Diandra ingin sekali menanyakan apa yang ada di pikiran lelaki itu, tetapi ia urungkan.

"Ehm, sorry, Di, boleh tahu nggak Kinara itu sukanya hadiah apa?" tanya Narendra tiba-tiba yang membuat Diandra terbelalak.

Pertanyaan yang sebenarnya mudah untuk dijawab, tetapi rasanya sangat susah diucapkan. Namun, gadis itu mencoba menata hati untuk menjawab. Kinara adalah adiknya.

"Dia suka segala sesuatu yang terlihat mewah."

Mulut lelaki di hadapan Diandra terbuka dan membentuk huruf O. Kepalanya dianggukan beberapa kali seperti sedang mencerna ucapan gadis berkacamata tebal itu. "Misalnya?" tanyanya lagi. Mata lelaki itu menatap Diandra, menanti jawaban. Tangannya bolak-balik menyugar rambut, seperti sedang berusaha menutupi kegugupannya.

"Nara suka sepatu, jam tangan, perhiasan, apa saja yang penting mewah."

***

Narendra memutuskan untuk menggunakan jam makan siang dengan pergi ke sebuah pusat perbelanjaan. Tentu saja ia memilih tempat yang elite. Tempat yang diyakini Narendra menyediakan barang-barang mewah kesukaan Kinara. Pria berkemeja hitam itu sebenarnya bingung hendak membeli apa untuk Kinara.

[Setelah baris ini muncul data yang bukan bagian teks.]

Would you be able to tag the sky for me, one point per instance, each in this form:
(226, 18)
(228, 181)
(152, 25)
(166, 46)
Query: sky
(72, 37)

Di tengah kebingungan, tiba-tiba sebuah suara mengagetkannya. "Rendra!" Begitu teriak pria sipit berkaos polo putih sambil mendekati Narendra.

"O, wow, Jooo! Ke mana aja?" Pria itu ternyata Jonathan, teman semasa kuliah Narendra. Keduanya sama-sama jebolan fakultas ekonomi.

"Bukan gue, tapi lo yang ke mana aja?"

Keduanya berjabat tangan, kemudian masing-masing saling meninju. Mereka tampak begitu akrab. Terlihat dari cara mereka bercakap-cakap.

"Gue baru mulai gawe." Narendra mulai membicarakan dirinya sendiri. Hal yang biasanya tidak ia lakukan saat bertemu orang lain.

"Di mana?" tanya Jonathan tertarik.

"Di kantor bokap. Lanjutin bisnis kecil-kecilan beliau. Maklumlah bokap usia sudah nggak muda lagi, jadi gue pikir ini saatnya gue yang maju."

Jonathan mengangguk-angguk. Keduanya masih terus bercerita hingga Narendra melupakan niat awalnya datang ke tempat itu. "Ngopi, yuk!"

Mendengar ajakan itu mendadak ingatan Narendra kembali. Ia menepuk jidat. "Astaga, sorry gue nggak bisa."

"Bentaran," rayu Jonathan, "kerjaan urusin nanti. Ngopi dulu biar waras!" Jonathan bersikeras menyeret lengan Narendra. Terpaksa lelaki itu menuruti kemauan teman lamanya. Keduanya kemudian berjalan menuju sebuah kedai kopi terkenal di sana.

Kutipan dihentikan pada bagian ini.